No dia em que se celebram os Museus, hoje, a Santa Casa da Misericórdia lançou uma nova aplicação para ‘smartphones’ e tablets, que permite “novos níveis de interacção do visitante com o Museu, com os seus espaços e com as suas colecções”.

A “e-Museum” é uma aplicação desenvolvida pela empresa conimbricense Dropmind e permite “aceder à informação disponibilizada no Museu da Misericórdia de Coimbra (salas, colecções e peças em exposição), quer através da leitura óptica de QR Codes, quer através de voz ou reconhecimento de texto (https://emuseum.dropmind.pt/)”, revelou, hoje, a Santa Casa de Coimbra, na apresentação desta nova tecnologia.

A plataforma está disponível em quatro línguas (português, castelhano, francês e inglês) e, ainda, tem uma versão para utilizadores invisuais, “um público infelizmente não muito comuns nos nossos museus”.

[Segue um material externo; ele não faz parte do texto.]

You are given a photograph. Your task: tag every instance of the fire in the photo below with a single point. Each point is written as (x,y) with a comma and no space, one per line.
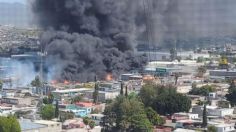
(66,82)
(54,82)
(148,77)
(109,77)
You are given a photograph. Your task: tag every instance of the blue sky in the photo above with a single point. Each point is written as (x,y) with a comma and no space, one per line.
(13,1)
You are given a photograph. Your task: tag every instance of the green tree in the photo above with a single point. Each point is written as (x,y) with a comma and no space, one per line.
(91,124)
(150,92)
(173,54)
(172,103)
(201,71)
(200,59)
(66,115)
(121,88)
(129,114)
(153,117)
(1,85)
(211,129)
(86,120)
(56,110)
(78,98)
(231,97)
(126,91)
(204,117)
(36,82)
(96,92)
(177,75)
(204,90)
(49,99)
(47,112)
(9,124)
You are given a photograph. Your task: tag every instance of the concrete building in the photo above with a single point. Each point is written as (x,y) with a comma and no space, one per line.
(16,100)
(222,74)
(60,94)
(40,126)
(103,95)
(97,118)
(222,127)
(220,112)
(213,111)
(184,116)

Através da “e-Museum” é possível, também, conhecer melhor a instituição, a cidade e os seus principais atractivos turísticos.

O Museu da Misericórdia de Coimbra afirma que esta “é uma solução tecnológica pioneira a nível nacional e representa uma aposta séria na acessibilidade e na igualdade de acesso à cultura, mas representa igualmente o concretizar de sinergias locais, mediante uma parceria estabelecida entre uma instituição museológica de referência da cidade e uma empresa tecnológica de Coimbra”.

“Os museus são importantes actores sociais e culturais, cuja acção e actividade tem um enorme impacto na comunidade onde se encontram localizados. Os museus conservam, protegem, estudam e divulgam o património, cultural, artístico e histórico, tratando-se de um legado que a todos pertence e que, por conseguinte, deve estar disponível para todos, sem excepção, independentemente das suas circunstâncias sociais, culturais, económicas, físicas ou intelectuais”, salientou a Santa Casa, adiantando que a ideia é que as visitas ao Museu sejam feitas de forma “quase 100 por cento autónoma”.

A aplicação é importante pelo “legado patrimonial de que é fiel depositário, e cujo museu conserva” e está já disponível gratuitamente, para todos os visitantes.